Na situação objeto do recurso, o consumidor aprovou um orçamento para conserto do seu veículo e o fornecedor pretendeu cobrar valores referentes a serviços executados que não constavam do documento aprovado e que não foram negociados pelas partes. Uma vez feito o orçamento, o fornecedor fica a ele vinculado. Mesmo antes da aceitação pelo consumidor, o documento já obriga o fornecedor, ensejando, inclusive, possibilidade de exigência judicial do cumprimento. Essa obrigatoriedade decorre do fenômeno da oferta, artigo 30 do CDC. Dessa forma, inexistindo ajuste posterior, o consumidor não tem obrigação de pagar por qualquer serviço que não constava do orçamento expressamente aprovado e que foi executado pelo fornecedor por sua conta e risco.

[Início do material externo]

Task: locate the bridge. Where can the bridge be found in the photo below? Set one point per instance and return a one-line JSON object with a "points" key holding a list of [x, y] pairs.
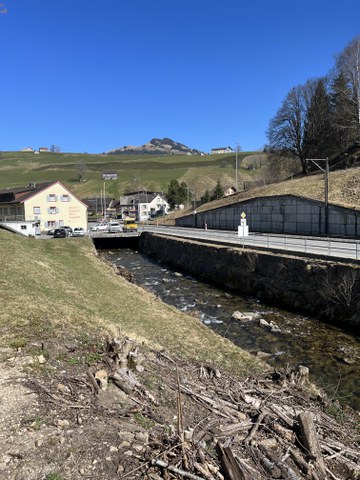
{"points": [[330, 247]]}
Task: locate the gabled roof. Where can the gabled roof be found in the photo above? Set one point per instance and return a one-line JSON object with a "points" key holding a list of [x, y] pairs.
{"points": [[21, 194]]}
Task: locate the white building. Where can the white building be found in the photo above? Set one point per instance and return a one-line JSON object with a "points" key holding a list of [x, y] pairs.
{"points": [[221, 150]]}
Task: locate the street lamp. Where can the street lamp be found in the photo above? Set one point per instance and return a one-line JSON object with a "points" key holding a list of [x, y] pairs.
{"points": [[326, 180]]}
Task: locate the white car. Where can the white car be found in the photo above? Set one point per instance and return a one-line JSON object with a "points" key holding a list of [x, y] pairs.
{"points": [[100, 227], [78, 232], [114, 227]]}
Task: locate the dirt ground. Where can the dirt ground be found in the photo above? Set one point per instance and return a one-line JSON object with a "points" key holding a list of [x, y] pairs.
{"points": [[100, 409]]}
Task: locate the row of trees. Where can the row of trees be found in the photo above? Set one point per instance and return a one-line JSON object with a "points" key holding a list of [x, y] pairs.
{"points": [[321, 118], [180, 194]]}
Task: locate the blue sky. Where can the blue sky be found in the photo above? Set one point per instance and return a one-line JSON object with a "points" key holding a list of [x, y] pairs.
{"points": [[92, 75]]}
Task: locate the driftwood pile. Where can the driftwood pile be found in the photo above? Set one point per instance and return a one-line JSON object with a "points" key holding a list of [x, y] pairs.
{"points": [[225, 428]]}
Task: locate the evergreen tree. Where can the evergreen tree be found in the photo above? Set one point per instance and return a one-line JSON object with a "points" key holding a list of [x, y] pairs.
{"points": [[348, 65], [176, 193], [343, 112], [318, 139]]}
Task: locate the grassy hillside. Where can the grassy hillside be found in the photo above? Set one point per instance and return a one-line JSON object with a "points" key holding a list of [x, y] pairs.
{"points": [[45, 293], [344, 190], [134, 171]]}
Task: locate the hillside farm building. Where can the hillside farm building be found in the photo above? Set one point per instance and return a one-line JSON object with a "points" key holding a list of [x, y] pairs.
{"points": [[221, 150]]}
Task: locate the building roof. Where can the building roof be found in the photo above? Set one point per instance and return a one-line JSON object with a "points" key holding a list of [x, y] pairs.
{"points": [[21, 194]]}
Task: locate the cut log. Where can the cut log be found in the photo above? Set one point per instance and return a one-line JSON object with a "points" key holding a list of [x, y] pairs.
{"points": [[233, 468], [310, 440]]}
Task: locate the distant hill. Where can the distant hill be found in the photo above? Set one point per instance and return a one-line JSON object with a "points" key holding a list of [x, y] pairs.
{"points": [[157, 146]]}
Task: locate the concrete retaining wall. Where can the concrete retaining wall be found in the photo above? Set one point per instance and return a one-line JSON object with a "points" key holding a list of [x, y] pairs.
{"points": [[288, 214], [324, 289]]}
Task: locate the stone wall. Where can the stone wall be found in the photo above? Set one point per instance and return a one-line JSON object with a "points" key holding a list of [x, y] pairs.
{"points": [[288, 214], [328, 290]]}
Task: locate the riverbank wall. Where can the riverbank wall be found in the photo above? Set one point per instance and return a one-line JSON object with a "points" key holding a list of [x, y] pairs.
{"points": [[326, 289]]}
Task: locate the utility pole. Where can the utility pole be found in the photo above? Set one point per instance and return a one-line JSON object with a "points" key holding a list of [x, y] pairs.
{"points": [[326, 188], [236, 178]]}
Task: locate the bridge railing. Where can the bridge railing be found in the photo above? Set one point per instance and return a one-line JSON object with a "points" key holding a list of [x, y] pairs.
{"points": [[341, 248]]}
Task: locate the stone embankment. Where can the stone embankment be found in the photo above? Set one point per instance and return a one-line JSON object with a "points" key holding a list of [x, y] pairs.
{"points": [[326, 289]]}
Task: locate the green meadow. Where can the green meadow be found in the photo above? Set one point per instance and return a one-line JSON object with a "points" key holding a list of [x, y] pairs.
{"points": [[134, 171]]}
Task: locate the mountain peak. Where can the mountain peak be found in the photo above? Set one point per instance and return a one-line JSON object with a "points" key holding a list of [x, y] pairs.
{"points": [[157, 146]]}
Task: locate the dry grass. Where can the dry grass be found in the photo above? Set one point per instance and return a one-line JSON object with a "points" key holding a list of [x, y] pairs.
{"points": [[57, 288]]}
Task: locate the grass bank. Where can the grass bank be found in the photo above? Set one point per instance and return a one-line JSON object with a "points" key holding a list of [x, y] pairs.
{"points": [[60, 288]]}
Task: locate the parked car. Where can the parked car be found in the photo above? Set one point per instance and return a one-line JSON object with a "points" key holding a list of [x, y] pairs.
{"points": [[78, 232], [115, 227], [60, 233], [68, 231], [130, 225], [99, 227]]}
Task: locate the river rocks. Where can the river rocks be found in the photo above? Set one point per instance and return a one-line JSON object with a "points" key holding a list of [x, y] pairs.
{"points": [[272, 326], [243, 315], [263, 323]]}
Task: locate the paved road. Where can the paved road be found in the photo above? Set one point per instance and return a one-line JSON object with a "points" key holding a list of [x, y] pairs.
{"points": [[329, 247]]}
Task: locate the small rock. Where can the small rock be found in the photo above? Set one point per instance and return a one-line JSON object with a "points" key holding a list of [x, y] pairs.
{"points": [[128, 436], [63, 388], [139, 448], [142, 437], [242, 316], [269, 443], [41, 359], [63, 423], [263, 354], [264, 323], [124, 444], [274, 328], [101, 377], [39, 442]]}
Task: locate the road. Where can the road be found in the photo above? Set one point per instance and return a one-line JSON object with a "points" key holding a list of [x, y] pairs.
{"points": [[328, 247]]}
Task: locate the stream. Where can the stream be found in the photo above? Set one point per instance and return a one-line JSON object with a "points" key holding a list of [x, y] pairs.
{"points": [[331, 354]]}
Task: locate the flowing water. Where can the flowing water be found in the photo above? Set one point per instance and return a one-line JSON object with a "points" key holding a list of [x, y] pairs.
{"points": [[332, 355]]}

Em primeira instância, a sentença considerou provada a prestação de serviço e a autorização do consumidor, julgando a ação de cobrança procedente. Assim, foi interposta, pelo consumidor, a Apelação Cível 03588/2000 perante o Tribunal de Justiça do Rio de Janeiro, a qual foi negado provimento. O Tribunal ateve-se à análise das provas produzidas no processo, entendendo não ser aplicável a inversão do ônus da prova prevista no art. 6º, VIII, do CDC, mesmo tratando-se de relação de consumo, e que o consumidor não forneceu elemento probatório que levasse a um julgamento favorável a sua alegação.
A decisão do STJ acabou por considerar a questão da prova como secundária, já que para caracterização da prática abusiva do artigo 39, VI, do CDC, basta a ausência de autorização expressa do consumidor para execução do serviço, sendo irrelevante a alegação do fornecedor de que foi comunicado ao consumidor sobre a necessidade de execução de serviços adicionais. Inexistindo autorização expressa, o serviço não poderia ter sido realizado. No caso, o valor autorizado pelo consumidor foi de R$ 250,00 e não de R$ 880,00 cobrado pelo fornecedor.
É importante destacar que o CDC prevê uma exceção à regra da necessidade de autorização expressa do consumidor para execução do serviço, permitindo ao fornecedor, no caso de existirem relações jurídicas anteriores, que a prestação de serviços no tocante ao orçamento e autorização seja regida pelo uso e costume das partes na relação de consumo.
Para Luiz Antonio Rizatto Nunes, essa exceção "está dirigida especialmente a casos em que o consumidor pessoa jurídica, tendo longo relacionamento com o prestador de serviços, pode valer-se das práticas já existentes entre eles, sem exigir orçamento prévio. Por exemplo, o consumidor pessoa jurídica que manda os carros de seus diretores para revisão na concessionária e que acerta o serviço realizado posteriormente a sua feitura" ("Comentários ao Código de Defesa do Consumidor", Editora Saraiva, São Paulo, 2000, páginas 488 e 489). Não é a situação que pode ser verificada no processo, na qual as partes não apresentavam relações de consumo anteriores. Por isso, a importância da execução dos serviços estar vinculada ao orçamento aprovado.
A presente decisão do STJ consagra o princípio da repressão aos abusos praticados no mercado de consumo, adotado pelo Código de Defesa do Consumidor, ressaltando a importância da harmonia das relações de consumo, e fazendo com que prevaleça a boa-fé e o equilíbrio contratual entre as partes.